On Tuesday morning, the Senate Judiciary Committee held a hearing on the "Women's Health Protection Act," which was designed to "remove barriers to constitutionally protected reproductive rights." The bill—introduced last fall by Sens. Richard Blumenthal (D-Conn.) and Tammy Baldwin (D-Wisc.)—aims to stunt the growth of state laws placing unnecessary restrictions on abortion patients, clinics, and doctors.
These new regulations don't directly attack the legality of abortion but instead focus on the supposed medical risks for women—risks which the medical community routinely denies. Still, the new tack seems to be working. Already these sorts of regulations have been forcing abortion clinics to close: A Texas bill passed in 2013 required 14 of the state's 36 clinics to shut down. Laws passed this spring in Mississippi and Louisiana would require all or most of these states' only remaining abortion clinics to close.

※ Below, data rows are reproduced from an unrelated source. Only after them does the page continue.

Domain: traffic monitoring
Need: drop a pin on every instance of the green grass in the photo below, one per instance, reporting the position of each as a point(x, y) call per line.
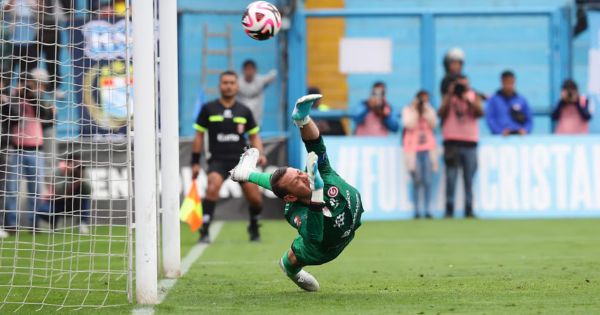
point(409, 267)
point(406, 267)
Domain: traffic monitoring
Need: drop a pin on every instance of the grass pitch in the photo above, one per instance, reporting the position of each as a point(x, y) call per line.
point(408, 267)
point(402, 267)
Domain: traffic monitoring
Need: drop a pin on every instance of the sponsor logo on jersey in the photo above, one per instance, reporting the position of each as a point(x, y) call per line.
point(326, 212)
point(230, 137)
point(332, 191)
point(297, 221)
point(339, 220)
point(334, 203)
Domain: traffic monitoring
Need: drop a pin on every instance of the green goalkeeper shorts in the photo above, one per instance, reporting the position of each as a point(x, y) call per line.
point(311, 254)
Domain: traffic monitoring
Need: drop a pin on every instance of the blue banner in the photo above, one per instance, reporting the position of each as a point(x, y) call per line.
point(100, 72)
point(594, 68)
point(518, 177)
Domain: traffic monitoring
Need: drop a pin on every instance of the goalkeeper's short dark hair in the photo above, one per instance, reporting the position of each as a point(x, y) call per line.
point(228, 72)
point(275, 178)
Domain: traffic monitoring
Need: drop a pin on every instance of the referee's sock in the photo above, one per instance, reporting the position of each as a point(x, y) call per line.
point(287, 265)
point(254, 215)
point(261, 179)
point(208, 208)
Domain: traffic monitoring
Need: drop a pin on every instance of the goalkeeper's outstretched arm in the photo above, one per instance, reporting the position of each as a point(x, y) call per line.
point(310, 131)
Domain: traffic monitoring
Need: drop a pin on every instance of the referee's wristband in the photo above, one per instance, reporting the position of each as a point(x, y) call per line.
point(195, 158)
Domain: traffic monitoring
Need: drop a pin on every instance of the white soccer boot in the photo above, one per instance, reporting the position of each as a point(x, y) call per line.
point(302, 279)
point(84, 229)
point(246, 165)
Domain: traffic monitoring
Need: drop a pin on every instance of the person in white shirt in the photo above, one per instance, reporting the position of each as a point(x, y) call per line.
point(252, 87)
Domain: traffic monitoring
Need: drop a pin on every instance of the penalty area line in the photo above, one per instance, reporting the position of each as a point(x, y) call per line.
point(165, 285)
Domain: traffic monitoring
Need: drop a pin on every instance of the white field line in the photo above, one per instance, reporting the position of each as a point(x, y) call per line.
point(165, 285)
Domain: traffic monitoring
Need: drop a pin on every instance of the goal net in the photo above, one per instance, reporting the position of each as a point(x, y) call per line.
point(65, 157)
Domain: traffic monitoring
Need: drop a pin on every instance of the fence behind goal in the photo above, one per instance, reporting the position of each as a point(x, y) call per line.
point(65, 201)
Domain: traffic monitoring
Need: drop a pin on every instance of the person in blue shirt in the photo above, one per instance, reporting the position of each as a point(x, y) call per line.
point(508, 112)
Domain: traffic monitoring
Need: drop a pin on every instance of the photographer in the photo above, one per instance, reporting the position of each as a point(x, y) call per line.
point(572, 112)
point(460, 110)
point(375, 116)
point(507, 112)
point(419, 120)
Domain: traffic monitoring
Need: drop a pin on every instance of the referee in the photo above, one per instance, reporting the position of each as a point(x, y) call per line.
point(226, 121)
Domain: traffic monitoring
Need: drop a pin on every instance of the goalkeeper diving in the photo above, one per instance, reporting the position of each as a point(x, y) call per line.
point(324, 209)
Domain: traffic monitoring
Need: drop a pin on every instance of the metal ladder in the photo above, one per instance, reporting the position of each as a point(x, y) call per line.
point(207, 52)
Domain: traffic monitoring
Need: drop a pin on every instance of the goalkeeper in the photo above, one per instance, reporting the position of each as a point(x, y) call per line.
point(325, 210)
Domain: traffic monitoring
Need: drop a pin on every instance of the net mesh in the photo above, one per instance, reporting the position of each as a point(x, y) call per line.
point(65, 159)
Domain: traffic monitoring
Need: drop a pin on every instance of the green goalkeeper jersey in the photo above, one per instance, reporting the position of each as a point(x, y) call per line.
point(329, 230)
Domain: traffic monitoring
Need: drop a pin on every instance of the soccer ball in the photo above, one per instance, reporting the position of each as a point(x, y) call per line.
point(261, 20)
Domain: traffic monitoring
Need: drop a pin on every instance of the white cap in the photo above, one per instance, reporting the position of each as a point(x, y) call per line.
point(455, 54)
point(40, 74)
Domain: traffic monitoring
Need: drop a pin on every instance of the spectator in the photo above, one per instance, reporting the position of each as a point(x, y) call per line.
point(39, 87)
point(6, 50)
point(252, 88)
point(507, 112)
point(25, 156)
point(51, 13)
point(454, 61)
point(572, 113)
point(375, 116)
point(22, 15)
point(459, 112)
point(330, 126)
point(71, 193)
point(419, 120)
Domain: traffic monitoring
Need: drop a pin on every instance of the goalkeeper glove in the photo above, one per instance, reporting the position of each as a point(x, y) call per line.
point(302, 109)
point(316, 182)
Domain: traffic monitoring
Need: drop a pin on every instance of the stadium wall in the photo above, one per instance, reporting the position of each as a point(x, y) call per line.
point(528, 177)
point(536, 46)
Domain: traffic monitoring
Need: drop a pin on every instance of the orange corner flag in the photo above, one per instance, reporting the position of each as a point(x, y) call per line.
point(191, 209)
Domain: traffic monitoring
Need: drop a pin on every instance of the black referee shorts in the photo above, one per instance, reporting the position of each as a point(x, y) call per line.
point(221, 166)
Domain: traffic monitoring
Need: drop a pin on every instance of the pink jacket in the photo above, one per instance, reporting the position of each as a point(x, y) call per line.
point(461, 124)
point(418, 135)
point(28, 133)
point(570, 121)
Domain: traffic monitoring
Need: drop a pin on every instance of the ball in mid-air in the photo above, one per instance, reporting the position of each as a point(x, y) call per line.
point(261, 20)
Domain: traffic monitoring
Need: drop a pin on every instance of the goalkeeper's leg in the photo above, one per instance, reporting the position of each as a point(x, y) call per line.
point(300, 115)
point(290, 266)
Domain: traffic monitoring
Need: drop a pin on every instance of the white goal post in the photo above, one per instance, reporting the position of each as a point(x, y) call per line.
point(89, 192)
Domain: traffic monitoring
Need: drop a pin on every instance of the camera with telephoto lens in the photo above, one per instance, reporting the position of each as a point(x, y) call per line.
point(459, 89)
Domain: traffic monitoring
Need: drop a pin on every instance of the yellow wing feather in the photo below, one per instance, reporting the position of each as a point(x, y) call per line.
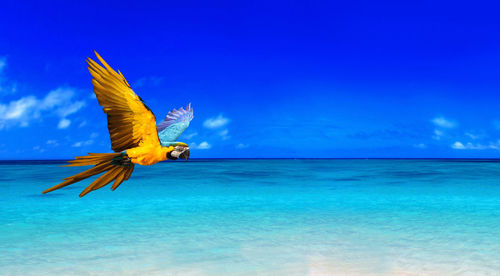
point(130, 122)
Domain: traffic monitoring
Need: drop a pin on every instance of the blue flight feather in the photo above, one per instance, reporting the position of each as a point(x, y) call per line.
point(174, 124)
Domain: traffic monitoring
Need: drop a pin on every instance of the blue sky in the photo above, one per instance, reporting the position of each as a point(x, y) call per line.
point(265, 78)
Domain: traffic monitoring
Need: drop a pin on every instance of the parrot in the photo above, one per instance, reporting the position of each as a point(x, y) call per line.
point(135, 136)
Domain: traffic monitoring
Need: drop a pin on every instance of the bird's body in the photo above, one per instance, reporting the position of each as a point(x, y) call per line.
point(148, 154)
point(135, 137)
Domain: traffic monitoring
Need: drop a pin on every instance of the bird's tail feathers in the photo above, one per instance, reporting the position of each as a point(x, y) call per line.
point(117, 167)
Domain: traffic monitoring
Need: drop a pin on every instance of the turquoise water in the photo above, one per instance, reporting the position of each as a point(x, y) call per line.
point(256, 217)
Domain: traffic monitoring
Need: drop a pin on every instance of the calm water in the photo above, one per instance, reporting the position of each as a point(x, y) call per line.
point(256, 217)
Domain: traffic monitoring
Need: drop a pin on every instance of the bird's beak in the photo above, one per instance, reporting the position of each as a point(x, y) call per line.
point(185, 154)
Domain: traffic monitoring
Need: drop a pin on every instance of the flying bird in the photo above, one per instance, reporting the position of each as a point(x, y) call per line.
point(135, 137)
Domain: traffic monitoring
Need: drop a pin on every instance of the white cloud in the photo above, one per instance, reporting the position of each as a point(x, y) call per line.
point(437, 134)
point(63, 123)
point(83, 143)
point(443, 122)
point(420, 146)
point(470, 146)
point(458, 145)
point(224, 134)
point(242, 146)
point(190, 135)
point(474, 136)
point(216, 122)
point(52, 142)
point(57, 102)
point(202, 145)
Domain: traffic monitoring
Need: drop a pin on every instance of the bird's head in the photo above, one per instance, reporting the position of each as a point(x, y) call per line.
point(181, 150)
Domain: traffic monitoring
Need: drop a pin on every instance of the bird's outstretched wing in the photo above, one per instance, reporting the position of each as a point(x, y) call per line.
point(130, 122)
point(174, 124)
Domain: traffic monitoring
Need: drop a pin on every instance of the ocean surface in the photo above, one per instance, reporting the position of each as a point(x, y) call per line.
point(256, 217)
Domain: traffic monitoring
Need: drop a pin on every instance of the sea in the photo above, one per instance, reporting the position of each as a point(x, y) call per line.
point(256, 217)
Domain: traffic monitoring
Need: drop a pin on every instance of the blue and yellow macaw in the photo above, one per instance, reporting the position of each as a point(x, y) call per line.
point(135, 137)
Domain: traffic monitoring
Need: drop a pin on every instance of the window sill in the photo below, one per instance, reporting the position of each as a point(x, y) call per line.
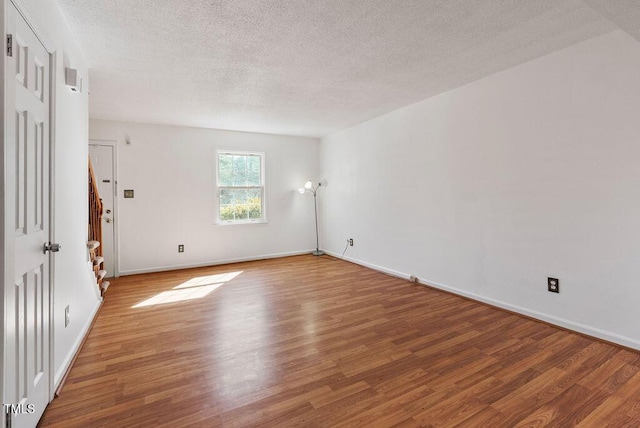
point(240, 223)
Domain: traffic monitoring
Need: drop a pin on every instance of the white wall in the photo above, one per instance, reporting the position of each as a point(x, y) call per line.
point(488, 189)
point(172, 171)
point(72, 282)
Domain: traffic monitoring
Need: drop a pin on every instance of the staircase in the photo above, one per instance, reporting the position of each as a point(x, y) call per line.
point(95, 233)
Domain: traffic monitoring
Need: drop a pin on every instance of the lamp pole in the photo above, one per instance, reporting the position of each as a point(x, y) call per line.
point(314, 190)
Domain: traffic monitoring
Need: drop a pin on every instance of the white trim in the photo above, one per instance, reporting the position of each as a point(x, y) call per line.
point(561, 322)
point(116, 204)
point(214, 263)
point(53, 59)
point(30, 16)
point(76, 346)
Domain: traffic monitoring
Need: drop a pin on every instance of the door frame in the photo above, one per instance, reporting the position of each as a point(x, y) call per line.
point(7, 260)
point(116, 210)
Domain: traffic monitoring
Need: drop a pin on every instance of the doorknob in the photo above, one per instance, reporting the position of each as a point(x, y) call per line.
point(54, 248)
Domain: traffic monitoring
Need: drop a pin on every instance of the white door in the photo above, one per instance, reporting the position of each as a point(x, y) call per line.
point(27, 288)
point(102, 158)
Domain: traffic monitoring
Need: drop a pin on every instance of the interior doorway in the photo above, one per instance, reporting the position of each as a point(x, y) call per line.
point(103, 158)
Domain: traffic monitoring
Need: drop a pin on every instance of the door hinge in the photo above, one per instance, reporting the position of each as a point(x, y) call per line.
point(9, 45)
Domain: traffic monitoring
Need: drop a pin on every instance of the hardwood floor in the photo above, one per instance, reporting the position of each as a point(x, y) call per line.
point(315, 341)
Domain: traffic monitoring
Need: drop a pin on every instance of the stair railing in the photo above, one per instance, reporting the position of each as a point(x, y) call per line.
point(95, 211)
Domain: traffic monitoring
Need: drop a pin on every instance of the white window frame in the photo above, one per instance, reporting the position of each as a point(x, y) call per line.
point(263, 188)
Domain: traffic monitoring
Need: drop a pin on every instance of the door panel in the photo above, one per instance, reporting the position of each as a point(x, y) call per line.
point(27, 296)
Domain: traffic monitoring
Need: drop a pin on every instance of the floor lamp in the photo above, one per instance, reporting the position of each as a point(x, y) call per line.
point(308, 187)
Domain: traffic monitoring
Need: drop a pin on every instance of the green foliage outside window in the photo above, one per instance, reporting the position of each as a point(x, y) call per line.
point(240, 187)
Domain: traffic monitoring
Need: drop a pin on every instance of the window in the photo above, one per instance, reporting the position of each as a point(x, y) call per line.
point(240, 178)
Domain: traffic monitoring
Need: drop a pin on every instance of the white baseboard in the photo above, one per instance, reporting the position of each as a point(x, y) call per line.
point(560, 322)
point(76, 346)
point(213, 263)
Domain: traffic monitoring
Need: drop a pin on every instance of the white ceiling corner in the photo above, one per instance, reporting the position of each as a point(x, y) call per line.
point(310, 67)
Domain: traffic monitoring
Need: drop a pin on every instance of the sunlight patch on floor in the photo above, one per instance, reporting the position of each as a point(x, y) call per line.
point(195, 288)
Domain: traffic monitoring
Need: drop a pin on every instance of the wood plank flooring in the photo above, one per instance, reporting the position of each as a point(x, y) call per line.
point(315, 341)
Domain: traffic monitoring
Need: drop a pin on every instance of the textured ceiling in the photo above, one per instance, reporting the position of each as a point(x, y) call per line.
point(311, 67)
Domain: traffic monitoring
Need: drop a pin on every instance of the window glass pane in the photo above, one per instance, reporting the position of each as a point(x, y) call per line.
point(237, 174)
point(225, 170)
point(254, 204)
point(254, 175)
point(239, 170)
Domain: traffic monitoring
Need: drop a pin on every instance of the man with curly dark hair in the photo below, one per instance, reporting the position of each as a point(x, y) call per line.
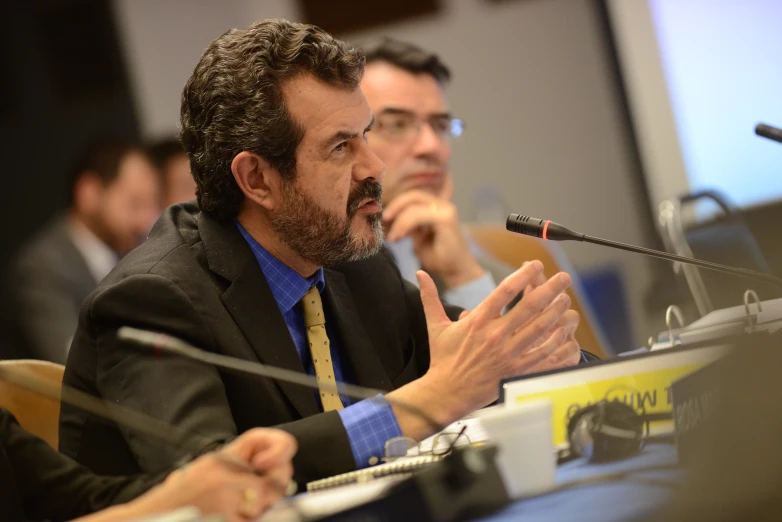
point(281, 262)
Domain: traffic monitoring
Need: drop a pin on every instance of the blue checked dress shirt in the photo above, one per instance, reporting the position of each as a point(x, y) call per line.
point(370, 423)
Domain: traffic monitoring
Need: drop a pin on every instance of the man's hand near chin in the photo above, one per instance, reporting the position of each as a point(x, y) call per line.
point(439, 242)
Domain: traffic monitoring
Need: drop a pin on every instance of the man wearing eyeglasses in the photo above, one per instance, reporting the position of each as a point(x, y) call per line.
point(414, 128)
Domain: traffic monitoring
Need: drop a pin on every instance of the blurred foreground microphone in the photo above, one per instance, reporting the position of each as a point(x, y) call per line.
point(547, 229)
point(767, 131)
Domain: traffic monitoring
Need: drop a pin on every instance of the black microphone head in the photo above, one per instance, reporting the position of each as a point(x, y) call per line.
point(769, 132)
point(542, 228)
point(526, 225)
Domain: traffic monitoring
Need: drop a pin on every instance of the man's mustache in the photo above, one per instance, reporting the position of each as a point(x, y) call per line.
point(368, 189)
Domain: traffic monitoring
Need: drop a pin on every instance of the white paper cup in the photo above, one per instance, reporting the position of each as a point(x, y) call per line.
point(523, 435)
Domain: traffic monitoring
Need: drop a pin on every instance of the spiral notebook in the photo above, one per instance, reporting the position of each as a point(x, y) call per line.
point(403, 466)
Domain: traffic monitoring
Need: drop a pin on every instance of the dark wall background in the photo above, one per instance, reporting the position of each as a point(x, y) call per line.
point(62, 84)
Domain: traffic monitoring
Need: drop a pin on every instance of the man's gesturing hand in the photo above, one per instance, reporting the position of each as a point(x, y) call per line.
point(469, 357)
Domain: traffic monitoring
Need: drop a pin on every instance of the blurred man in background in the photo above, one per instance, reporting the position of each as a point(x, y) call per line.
point(174, 166)
point(404, 86)
point(115, 195)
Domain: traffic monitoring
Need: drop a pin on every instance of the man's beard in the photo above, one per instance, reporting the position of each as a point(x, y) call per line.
point(323, 237)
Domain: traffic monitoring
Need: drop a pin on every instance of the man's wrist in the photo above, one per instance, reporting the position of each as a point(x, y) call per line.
point(468, 272)
point(424, 407)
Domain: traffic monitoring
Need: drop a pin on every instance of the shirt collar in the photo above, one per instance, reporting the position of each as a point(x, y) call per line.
point(287, 286)
point(98, 256)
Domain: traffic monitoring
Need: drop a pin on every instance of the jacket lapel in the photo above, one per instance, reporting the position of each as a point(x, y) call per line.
point(251, 304)
point(357, 349)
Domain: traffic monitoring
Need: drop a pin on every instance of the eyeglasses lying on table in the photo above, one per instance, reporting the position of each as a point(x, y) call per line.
point(442, 445)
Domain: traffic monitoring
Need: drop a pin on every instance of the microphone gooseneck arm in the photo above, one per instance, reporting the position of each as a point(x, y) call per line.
point(167, 344)
point(139, 422)
point(548, 230)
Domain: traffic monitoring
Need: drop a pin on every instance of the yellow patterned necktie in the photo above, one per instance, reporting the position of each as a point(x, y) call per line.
point(320, 348)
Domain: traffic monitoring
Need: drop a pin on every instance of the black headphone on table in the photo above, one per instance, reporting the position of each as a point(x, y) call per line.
point(609, 430)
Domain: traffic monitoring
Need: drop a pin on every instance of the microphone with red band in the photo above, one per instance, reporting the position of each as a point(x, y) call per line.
point(549, 230)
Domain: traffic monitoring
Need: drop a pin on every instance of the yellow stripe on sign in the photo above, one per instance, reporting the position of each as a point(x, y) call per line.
point(648, 391)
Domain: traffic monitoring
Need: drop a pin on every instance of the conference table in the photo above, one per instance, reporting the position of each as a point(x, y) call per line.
point(632, 488)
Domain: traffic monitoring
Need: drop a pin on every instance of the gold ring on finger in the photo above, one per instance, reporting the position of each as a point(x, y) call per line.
point(247, 507)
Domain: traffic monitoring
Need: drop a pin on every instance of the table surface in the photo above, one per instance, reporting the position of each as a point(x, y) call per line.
point(640, 491)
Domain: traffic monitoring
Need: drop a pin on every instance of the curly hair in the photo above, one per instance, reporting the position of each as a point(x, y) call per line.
point(233, 102)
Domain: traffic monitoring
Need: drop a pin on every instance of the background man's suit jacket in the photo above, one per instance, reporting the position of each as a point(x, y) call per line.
point(47, 283)
point(196, 278)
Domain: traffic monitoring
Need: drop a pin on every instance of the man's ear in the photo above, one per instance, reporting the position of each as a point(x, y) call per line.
point(259, 181)
point(87, 192)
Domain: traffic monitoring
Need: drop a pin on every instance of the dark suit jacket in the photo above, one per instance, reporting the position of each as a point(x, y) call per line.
point(196, 278)
point(37, 483)
point(48, 281)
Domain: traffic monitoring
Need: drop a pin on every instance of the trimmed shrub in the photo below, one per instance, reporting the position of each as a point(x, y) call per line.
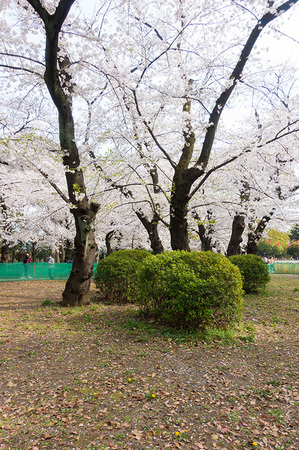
point(116, 277)
point(190, 289)
point(254, 271)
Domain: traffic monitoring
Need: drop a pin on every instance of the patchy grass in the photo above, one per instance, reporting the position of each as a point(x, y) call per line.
point(101, 378)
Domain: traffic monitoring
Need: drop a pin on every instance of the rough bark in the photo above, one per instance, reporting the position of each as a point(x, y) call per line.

Putting an end to this sort of infringement on women's abortion access is a noble goal. But it's one thing to fight states passing these types of laws and another to say the federal government should pass a law blocking states from passing these types of laws. If the state laws are unconstitutional, shouldn't that be left to the courts to determine? Why a federal act?
"We're here today because 200 of these underhanded laws have been passed" in 2011-2014, said Nancy Northup, president of the Center for Reproductive Rights, in today's committee hearing. "It is not right that women should have to go to court year after year to get the medical services that the constitution guarantees them."
I put this question to some libertarians I know, inside and out of Reason, and received a range of responses. Some pointed out that the text of the Women's Health Protection Act was very vague—under what standard do we determine if an abortion restriction is "medically unwarranted" or oppressive? And under what constitutional provision is Congress claiming the power to enact this law?
But others said that when it comes to protecting individuals from government intrusion, federal action can be appropriate; and where government is passing laws to restrict itself to uphold the Constitution, that can be a good thing. "I'm a peoples'-rights advocate, not a states-rights advocate," as one Facebook friend commented. "What matters is if individual liberty is, on net, increased."
It's perhaps worth noting that as courts have been striking down these provisions, less state legislatures have been passing them. According to reproductive rights organization the Guttmacher Institute, the number of new abortion restrictions passed in the first half of 2014 is half that passed in the first part of last year (21 versus 41). Furthermore, the types of abortion restrictions we're seeing now are quite different than the ones passing three or five or 10 years ago. As courts strike down various state restrictions, anti-abortion advocates keep coming up with new tactics. If Congress passed a law banning their pet regulations du jour, you can sure bet new ones will spring up Hydra-like in their place.
But this discussion is largely rhetorical anyway—there's little chance the Women's Health Protection Act will go anywhere. As another Facebook comment noted, this bill is "more a noise-making venture than a legislative one." A New York Times editorial notes that "the bill stands little chance of enactment in this Congress," but still asserts that the Senate hearing "can serve a valuable purpose if it alerts legislators and the public to a pernicious charade by removing the 'patina of respectability' from what are essentially phony restrictions of no medical value."